Observó aquellos cuerpos tan pequeños. Unos daban saltos, otros se metían en el agua, otros cargaban con cubos y otros rodaban sobre la hierba alta. Apreció una cierta calma en todo aquello, nada de la brusquedad que habitualmente se ve en los niños. Se dio cuenta de algo más. No había adultos. Ni siquiera adolescentes. Todos eran niños pequeños, con la piel del color de la madera oscura, aparentemente a su propio cuidado.

Y entonces los ojos de Eddie fueron atraídos hacia un gran canto rodado blanco.
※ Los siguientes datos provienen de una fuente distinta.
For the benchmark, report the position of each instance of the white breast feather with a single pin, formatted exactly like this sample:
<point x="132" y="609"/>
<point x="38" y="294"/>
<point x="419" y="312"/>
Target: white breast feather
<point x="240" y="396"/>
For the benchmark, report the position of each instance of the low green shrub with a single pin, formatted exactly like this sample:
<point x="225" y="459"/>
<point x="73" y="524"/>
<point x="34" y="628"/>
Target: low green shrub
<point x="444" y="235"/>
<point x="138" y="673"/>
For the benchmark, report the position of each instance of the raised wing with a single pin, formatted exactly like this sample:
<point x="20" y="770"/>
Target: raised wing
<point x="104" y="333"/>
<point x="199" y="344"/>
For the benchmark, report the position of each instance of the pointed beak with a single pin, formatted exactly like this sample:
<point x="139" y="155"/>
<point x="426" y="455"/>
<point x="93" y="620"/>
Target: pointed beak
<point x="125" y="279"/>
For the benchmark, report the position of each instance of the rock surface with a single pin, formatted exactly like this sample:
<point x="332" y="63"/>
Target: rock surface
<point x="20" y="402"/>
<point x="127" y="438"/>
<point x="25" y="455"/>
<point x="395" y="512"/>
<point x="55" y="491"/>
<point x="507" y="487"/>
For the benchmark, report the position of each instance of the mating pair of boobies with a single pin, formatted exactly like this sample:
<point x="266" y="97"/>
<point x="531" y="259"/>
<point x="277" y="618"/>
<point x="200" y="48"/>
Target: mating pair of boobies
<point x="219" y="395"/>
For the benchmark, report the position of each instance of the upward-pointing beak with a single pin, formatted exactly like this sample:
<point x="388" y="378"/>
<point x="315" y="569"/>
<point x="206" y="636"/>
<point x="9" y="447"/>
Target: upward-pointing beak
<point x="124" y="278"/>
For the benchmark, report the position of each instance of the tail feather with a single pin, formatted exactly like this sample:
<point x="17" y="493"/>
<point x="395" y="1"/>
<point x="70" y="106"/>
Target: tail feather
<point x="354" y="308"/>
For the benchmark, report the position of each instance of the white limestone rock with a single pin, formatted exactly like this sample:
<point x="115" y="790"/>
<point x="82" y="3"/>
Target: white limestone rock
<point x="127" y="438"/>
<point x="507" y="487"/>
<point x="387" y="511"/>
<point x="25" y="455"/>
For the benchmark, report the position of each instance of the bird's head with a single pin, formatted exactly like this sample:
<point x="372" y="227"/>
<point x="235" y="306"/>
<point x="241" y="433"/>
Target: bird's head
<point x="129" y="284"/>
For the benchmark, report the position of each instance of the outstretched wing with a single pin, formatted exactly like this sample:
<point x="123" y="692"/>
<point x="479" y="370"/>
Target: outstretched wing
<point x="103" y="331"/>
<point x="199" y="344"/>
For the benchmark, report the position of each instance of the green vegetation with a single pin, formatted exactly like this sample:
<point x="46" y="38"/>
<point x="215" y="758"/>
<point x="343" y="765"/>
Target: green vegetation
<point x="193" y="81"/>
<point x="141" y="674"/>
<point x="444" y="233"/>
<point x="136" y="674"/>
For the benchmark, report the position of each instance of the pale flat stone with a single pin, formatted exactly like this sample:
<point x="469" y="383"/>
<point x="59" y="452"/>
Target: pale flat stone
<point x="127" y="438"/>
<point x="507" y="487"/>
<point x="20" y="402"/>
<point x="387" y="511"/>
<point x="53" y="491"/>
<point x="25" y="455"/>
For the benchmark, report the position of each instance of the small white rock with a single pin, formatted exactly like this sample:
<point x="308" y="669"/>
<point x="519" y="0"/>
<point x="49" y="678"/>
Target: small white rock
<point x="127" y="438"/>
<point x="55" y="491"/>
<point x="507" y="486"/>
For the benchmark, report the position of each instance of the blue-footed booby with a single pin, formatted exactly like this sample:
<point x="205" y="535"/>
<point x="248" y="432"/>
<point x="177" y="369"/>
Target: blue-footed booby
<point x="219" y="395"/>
Una chica delgada estaba quieta encima, separada de los demás, mirando en su dirección. Le hizo gestos con las dos manos, saludándole. Él dudó. Ella le sonrió. Volvió a hacerle gestos con las manos y a asentir con la cabeza, como si dijera: «Sí, tú».

Eddie dejó su bastón y empezó a descender la empinada ladera. Resbaló, la rodilla mala se le dobló y perdió el equilibrio. Pero antes de caer en tierra, notó una repentina ráfaga de viento en la espalda que lo empujaba hacia delante, levantándolo, y allí estaba, delante de la niña, como si hubiera estado en ese lugar todo el tiempo.

EL CUMPLEAÑOS DE EDDIE ES HOY

Cumple cincuenta y un años. Es sábado. Se trata de su primer cumpleaños sin Marguerite. Se prepara un café instantáneo en una taza de plástico y toma dos tostadas con margarina. En los años posteriores al accidente de su mujer, Eddie rehuía cualquier celebración de su cumpleaños, diciendo: «¿Para qué tengo que recordar ese día?». Era Marguerite la que insistía. La que hacía la tarta. La que invitaba a los amigos. Siempre compraba una bolsa de caramelo quemado y le ponía una cinta alrededor. «No puedes olvidarte de tu cumpleaños», diría ella.

Ahora que ella se ha ido, Eddie lo intenta. En el trabajo, se sujeta con un arnés a la montaña rusa, en lo alto y solo, como si fuera un alpinista. De noche ve la televisión en su apartamento y se acuesta pronto. Nada de tartas. Nada de invitados. No resulta difícil comportarse como si no pasara nada cuando uno siente que no le pasa nada. La palidez de la derrota pasó a convertirse en el color de los días de Eddie.

Cumple sesenta años; es miércoles. Va al taller temprano. Abre una bolsa de papel marrón con el almuerzo y parte un trozo de mortadela de su sándwich. Lo sujeta en un anzuelo y luego pasa el sedal por el agujero para pescar. Observa cómo flota. Finalmente desaparece, tragado por el mar.